Il programma parte il 1 settembre e prosegue fino a dicembre
Il primo evento è previsto martedì 1 settembre alle 21 a Villa Teresa, in Riva Ugo Foscolo, con “Voci dal Terremoto 1976-2026”, proposta teatrale curata da Grado Teatro con il sostegno del Comune.
Dopo l’appuntamento dell’11 settembre, ai primi di ottobre la Biblioteca F. Marin ospiterà un incontro di taglio storico e sociologico insieme alla presentazione del libro di Walter Tomada “La faglia dentro. Cosa resta del 6 maggio 1976”.
Il 23 ottobre alle 20.45 il calendario si sposterà all’Auditorium B. Marin di via Marchesini, dove è in programma “Orcolat”, lo spettacolo di Simone Cristicchi proposto dall’ERT.
Il 12 novembre alle 17, ancora nella Biblioteca F. Marin, sarà presentato il volume di Paola Treppo “E ven la fin dal mont! Una bambina friulana nel terremoto del 1976”, all’interno di un progetto sostenuto dal Consiglio regionale del Friuli Venezia Giulia.
Per il 13 novembre è prevista inoltre la messa a dimora di un albero della memoria davanti al Palazzo dei Congressi. La pianta arriverà dal vivaio regionale di Tarcento.
Il finale in Basilica unirà mare e montagna
La rassegna si concluderà domenica 20 dicembre alle 16 nella Basilica di Sant’Eufemia con “Tra mare e montagna, canti e poesie per i cinquant’anni del terremoto del Friuli”.
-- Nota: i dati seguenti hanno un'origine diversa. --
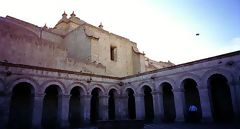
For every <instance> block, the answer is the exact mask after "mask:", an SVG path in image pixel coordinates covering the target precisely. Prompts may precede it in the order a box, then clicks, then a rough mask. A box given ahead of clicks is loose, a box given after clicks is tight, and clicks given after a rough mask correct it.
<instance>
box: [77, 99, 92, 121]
mask: <svg viewBox="0 0 240 129" xmlns="http://www.w3.org/2000/svg"><path fill="white" fill-rule="evenodd" d="M81 97H82V100H83V101H80V102H81V105H83V112H82V114H83V120H84V123H85V124H89V123H90V106H91V95H89V94H88V95H83V96H81Z"/></svg>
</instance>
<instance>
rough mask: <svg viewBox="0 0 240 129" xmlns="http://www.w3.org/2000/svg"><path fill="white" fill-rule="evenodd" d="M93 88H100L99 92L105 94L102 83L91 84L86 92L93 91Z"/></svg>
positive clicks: (90, 91)
mask: <svg viewBox="0 0 240 129" xmlns="http://www.w3.org/2000/svg"><path fill="white" fill-rule="evenodd" d="M95 88H99V89H100V90H101V93H102V94H103V95H105V94H106V90H105V88H104V87H103V86H102V85H100V84H95V85H93V86H92V87H91V88H90V89H89V90H88V93H89V94H91V93H92V91H93V89H95Z"/></svg>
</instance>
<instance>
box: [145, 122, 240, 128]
mask: <svg viewBox="0 0 240 129" xmlns="http://www.w3.org/2000/svg"><path fill="white" fill-rule="evenodd" d="M144 129H240V124H238V123H227V124H222V123H219V124H215V123H195V124H192V123H169V124H145V126H144Z"/></svg>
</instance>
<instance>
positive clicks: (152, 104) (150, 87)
mask: <svg viewBox="0 0 240 129" xmlns="http://www.w3.org/2000/svg"><path fill="white" fill-rule="evenodd" d="M141 88H142V92H143V95H144V96H143V98H144V109H145V120H146V121H148V122H152V121H153V120H154V107H153V96H152V92H153V90H152V88H151V87H150V86H149V85H143V86H142V87H141Z"/></svg>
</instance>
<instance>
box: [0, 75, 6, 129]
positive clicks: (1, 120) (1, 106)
mask: <svg viewBox="0 0 240 129" xmlns="http://www.w3.org/2000/svg"><path fill="white" fill-rule="evenodd" d="M5 95H6V94H5V86H4V84H3V81H2V80H1V79H0V121H4V116H5V114H6V113H5V108H4V106H5V104H4V101H5ZM0 126H1V124H0Z"/></svg>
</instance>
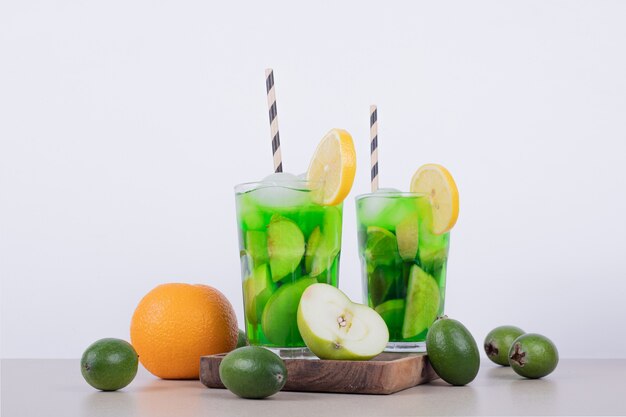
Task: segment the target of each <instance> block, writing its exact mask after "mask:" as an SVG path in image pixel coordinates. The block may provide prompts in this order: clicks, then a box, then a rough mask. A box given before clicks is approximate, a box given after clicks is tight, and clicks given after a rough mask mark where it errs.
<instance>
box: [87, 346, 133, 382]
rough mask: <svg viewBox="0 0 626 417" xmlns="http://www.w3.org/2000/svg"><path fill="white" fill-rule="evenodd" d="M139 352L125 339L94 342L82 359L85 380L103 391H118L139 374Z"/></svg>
mask: <svg viewBox="0 0 626 417" xmlns="http://www.w3.org/2000/svg"><path fill="white" fill-rule="evenodd" d="M138 363H139V360H138V356H137V352H136V351H135V349H134V348H133V347H132V346H131V344H130V343H128V342H127V341H125V340H121V339H115V338H105V339H100V340H98V341H96V342H94V343H92V344H91V345H90V346H89V347H88V348H87V349H86V350H85V352H84V353H83V356H82V358H81V360H80V371H81V373H82V374H83V378H85V381H87V382H88V383H89V385H91V386H92V387H94V388H96V389H99V390H102V391H116V390H118V389H121V388H124V387H125V386H126V385H128V384H130V383H131V382H132V380H133V379H134V378H135V375H137V366H138Z"/></svg>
Prenderanno parte all’evento i cori Santa Cecilia di Grado e Sot La Nape di Villa Santina, mentre le letture saranno dedicate ai testi di Biagio Marin e Novella Cantarutti. Una scelta che lega in modo esplicito la realtà lagunare e quella montana, due mondi che nel 1976 si ritrovarono uniti da una prova durissima.
Ingresso libero per tutti gli appuntamenti
Tutte le iniziative annunciate saranno a partecipazione libera. Il calendario completo e gli eventuali aggiornamenti verranno diffusi attraverso i canali istituzionali del Comune.
Presentando il progetto, il sindaco Giuseppe Corbatto ha ricordato il ruolo svolto da Grado cinquant’anni fa, quando la città seppe accogliere migliaia di persone colpite dal terremoto. Il senso della rassegna, nelle intenzioni dell’amministrazione, è proprio questo: non lasciare disperdere una memoria che riguarda l’intero Friuli, ma che a Grado ha assunto un volto concreto fatto di ospitalità, relazioni e solidarietà quotidiana.